L’évaluation est construite autour de questions ouvertes impliquant des stimuli verbaux et non-verbaux. Il était par exemple demandé aux participants de continuer des dessins à partir de formes abstraites et de les nommer.
Les productions sont ensuite évaluées selon les critères dejà développés par Guilford (aisance, originalité, flexibilité et élaboration).
Ce test est celui qui a rencontré le plus de succès au niveau international et son ancienneté a permis de faire un suivi sur le long terme du devenir professionnel des sujets évalués, établissant un lien entre score élevé au test de Torrace et succès professionnels.
Les tests de résolution de problème mesurent la capacité cognitive, soit la capacité à analyser et à résoudre des problèmes selon une démarche de raisonnement logique ou déductif. Ils invitent le sujet à dépasses des contraintes implicites dans le problème.
Les tests d’association consistent à prendre 3 mots qui n’ont aucun rapport entre eux en apparence, comme “ verre-tache-rouge ” et de trouver un quatrième mot pour les relier solution « vin ».
Ces tests n’évaluent que partiellement la capacité créative. Il n’existe pour l’heure aucun outil les intégrant à une étude théorique de la personnalité capable de donner des résultats scientifiquement rigoureux. Les avancées les plus significatives ont eu lieu dans la capacité d’évaluation du produit, et non de l’individu.
Mise au point en 1982 par Theresa Amabile, Docteure en psychologie, il s’agit d’une évaluation subjective de la créativité. Partant du principe que le degré de créativité d’un produit ne peut être mesuré que par des spécialistes du domaine dans lequel il a été conçu, Theresa Amabile a mis au point une méthodologie d’évaluation du degré de créativité. Pour chaque nouvelle production dans un domaine précis, un comité d’experts est réuni et va juger la créativité de l’objet. Ils peuvent aussi utiliser une échelle évaluant la nouveauté, l’utilité, la complexité ou encore l’effort de la production. Une statistique permettant de valider la consistance et la fiabilité des résultats est ensuite utilisée (Cronbach’s Alpha). Si l’indice de fiabilité est élevé, alors les résultats peuvent être considéré comme un indicateur valide du degré de créativité d’un objet dans son domaine. Ce test n’est lié à aucune théorie psychologique et offre une vision précise du degré de créativité. En revanche, il pose la question du choix des experts dans un domaine : qu’est ce qui permet de désigner une personne comme expert en son domaine ?

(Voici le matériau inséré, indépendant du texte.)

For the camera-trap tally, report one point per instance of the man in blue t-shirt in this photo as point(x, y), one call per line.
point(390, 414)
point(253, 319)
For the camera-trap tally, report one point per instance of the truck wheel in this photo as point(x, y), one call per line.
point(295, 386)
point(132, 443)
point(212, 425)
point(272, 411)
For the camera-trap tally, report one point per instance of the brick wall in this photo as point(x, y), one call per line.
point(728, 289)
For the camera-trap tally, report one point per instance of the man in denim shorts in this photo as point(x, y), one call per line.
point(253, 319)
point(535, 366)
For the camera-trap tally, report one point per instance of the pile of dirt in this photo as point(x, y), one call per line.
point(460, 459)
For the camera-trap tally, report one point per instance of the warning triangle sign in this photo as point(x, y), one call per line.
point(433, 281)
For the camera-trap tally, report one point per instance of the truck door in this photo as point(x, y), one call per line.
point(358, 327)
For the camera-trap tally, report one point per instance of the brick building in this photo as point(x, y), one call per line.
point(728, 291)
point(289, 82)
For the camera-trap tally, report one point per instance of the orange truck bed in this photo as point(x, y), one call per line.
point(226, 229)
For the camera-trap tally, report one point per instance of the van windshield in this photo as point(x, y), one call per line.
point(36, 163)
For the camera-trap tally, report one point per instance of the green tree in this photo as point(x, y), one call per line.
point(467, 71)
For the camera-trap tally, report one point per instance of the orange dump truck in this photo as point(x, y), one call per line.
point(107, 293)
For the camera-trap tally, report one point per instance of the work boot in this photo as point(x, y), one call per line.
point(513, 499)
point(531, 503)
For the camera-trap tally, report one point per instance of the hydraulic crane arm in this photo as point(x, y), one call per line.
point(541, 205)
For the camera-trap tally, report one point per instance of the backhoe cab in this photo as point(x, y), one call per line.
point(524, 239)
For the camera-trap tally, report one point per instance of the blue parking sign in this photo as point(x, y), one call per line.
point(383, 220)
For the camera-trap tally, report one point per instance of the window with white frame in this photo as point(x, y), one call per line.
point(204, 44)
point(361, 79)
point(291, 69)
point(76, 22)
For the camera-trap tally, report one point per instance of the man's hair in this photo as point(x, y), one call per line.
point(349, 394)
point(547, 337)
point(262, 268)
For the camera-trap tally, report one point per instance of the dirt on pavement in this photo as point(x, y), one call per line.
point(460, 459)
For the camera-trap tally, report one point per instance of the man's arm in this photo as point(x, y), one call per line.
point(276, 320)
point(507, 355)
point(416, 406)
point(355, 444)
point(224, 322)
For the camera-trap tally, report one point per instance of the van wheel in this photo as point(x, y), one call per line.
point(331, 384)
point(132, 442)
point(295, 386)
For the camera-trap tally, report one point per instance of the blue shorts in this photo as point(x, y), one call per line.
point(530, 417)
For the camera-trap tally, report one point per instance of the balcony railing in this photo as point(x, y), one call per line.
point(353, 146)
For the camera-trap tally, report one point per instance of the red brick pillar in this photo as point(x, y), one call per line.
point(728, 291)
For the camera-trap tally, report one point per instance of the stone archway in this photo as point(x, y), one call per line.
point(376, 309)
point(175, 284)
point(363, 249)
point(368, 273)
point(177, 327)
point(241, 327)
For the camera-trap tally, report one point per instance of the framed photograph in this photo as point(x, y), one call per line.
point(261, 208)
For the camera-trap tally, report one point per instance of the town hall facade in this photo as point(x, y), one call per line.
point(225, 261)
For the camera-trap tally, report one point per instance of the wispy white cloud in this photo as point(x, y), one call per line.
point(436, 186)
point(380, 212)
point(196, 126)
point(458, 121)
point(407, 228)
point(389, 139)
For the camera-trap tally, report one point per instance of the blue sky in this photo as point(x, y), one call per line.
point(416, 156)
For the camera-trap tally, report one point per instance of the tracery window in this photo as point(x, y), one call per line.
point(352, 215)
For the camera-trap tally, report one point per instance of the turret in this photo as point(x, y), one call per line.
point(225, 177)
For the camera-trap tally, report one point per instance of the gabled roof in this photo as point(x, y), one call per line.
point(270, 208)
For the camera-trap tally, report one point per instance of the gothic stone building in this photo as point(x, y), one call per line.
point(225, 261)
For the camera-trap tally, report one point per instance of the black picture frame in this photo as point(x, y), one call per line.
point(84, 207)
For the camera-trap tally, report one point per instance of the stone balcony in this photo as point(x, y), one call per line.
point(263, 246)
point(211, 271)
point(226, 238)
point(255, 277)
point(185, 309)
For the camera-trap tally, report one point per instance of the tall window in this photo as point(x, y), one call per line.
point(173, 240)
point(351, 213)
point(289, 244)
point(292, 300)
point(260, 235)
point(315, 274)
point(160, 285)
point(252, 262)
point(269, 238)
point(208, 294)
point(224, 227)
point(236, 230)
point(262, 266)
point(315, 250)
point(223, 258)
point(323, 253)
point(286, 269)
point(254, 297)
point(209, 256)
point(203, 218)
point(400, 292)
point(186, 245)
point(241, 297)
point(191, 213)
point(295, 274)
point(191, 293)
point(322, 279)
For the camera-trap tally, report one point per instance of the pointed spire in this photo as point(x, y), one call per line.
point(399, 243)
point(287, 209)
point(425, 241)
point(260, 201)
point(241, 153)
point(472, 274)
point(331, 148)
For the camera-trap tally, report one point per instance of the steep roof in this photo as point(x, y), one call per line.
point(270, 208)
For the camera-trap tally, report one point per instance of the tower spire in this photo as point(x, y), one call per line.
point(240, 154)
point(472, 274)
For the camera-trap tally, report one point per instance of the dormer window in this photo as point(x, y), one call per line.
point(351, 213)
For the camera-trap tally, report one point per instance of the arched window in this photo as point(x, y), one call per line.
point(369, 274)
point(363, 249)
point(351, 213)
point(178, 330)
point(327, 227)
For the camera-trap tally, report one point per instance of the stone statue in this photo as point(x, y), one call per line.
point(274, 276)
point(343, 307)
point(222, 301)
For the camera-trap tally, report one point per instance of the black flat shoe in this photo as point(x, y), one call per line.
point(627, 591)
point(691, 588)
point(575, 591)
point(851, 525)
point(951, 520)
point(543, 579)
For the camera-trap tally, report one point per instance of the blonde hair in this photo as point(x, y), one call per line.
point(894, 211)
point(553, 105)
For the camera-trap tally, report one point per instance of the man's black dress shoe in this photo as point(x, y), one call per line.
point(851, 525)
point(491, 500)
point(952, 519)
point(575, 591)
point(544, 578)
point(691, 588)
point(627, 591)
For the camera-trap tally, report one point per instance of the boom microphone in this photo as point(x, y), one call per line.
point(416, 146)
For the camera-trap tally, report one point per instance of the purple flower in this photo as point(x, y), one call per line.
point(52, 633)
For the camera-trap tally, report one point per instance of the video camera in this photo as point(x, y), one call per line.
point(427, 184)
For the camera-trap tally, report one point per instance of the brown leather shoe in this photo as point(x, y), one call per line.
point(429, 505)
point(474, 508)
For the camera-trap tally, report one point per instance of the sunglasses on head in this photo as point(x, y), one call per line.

Un test mis au point par les universités d’harvard et de melbourne, le Divergent Association Task (DAT) consiste à demander aux participants d'énumérer dix noms dont le sens est le plus éloigné possible les uns des. Un algorithme va par la suite évaluer cet écart sémantique et ensuite un score de pensée divergente (compris entre 0 et 200). Cependant, ce test ne mesure qu’une partie de la créativité, celle de la pensée divergente. Cette évaluation ne nécessite aucune manipulation des données par les scientifiques mais exclu une fois encore le contexte de l’évaluation. Vous pouvez faire ce test sur https://www.datcreativity.com/
Des chercheurs de l’université Rutgers dans le New Jersey ont mis au point un algorithme permettant d’évaluer l’apport d’une œuvre dans l’histoire de l’art. Le tableau est d’abord disséqué par la machine. Ses éléments sont ensuite classés dans 2600 catégories (couleurs, formes, éléments représentés…) et comparés aux éléments contenus dans 62.000 œuvres. Si un élément est jugé relativement « neuf » par la machine (c’est à dire non précédemment répertorié), alors on jugera qu’il s’agit d’une innovation. Si cet élément est répété dans d’autres œuvres postérieures à celle du tableau étudié, alors son degré d’innovation n’en sera qu’augmenté. Monet, Velazquez et Goya figurent parmi les plus influents de l’histoire de l’art. Picasso, avec ses Demoiselles d’Avignon a été une source d’influence majeure de 1904 à 1911.